According to Michel, it is still too early to say whether this is the start of a vicious circle. “Are these from human-induced changes in freshwater systems, or are they some kind of scary climate feedback?” she said. “I want to be careful about what we can and cannot say with this data.”

Researchers say this doesn’t mean the world can just keep burning natural gas. If wetlands are releasing methane faster than ever, they argue, there should be even greater pressure to reduce methane from the sources that humans can control, such as cows, agriculture and fossil fuels.
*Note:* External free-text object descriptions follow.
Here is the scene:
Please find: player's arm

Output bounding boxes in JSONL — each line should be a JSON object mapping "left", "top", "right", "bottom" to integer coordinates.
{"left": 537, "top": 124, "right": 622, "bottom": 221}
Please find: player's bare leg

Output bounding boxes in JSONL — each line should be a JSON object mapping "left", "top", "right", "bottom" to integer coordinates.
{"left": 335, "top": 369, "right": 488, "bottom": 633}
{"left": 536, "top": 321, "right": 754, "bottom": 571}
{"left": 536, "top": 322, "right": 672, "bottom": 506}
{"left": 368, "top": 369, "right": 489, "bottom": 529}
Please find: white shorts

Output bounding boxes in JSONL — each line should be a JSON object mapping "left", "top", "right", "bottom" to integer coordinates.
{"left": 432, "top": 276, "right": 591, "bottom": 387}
More than 100 countries have pledged to reduce their methane emissions by 30 percent by 2030, compared to 2020 levels, but so far that pledge has not yielded results. Instead, satellite measurements show concentrations increasing at a rate consistent with worst-case climate scenarios.

“You can turn a wrench in an oil and gas field to reduce methane emissions,” Jackson said. “There is no wrench for Congo or the Amazon.”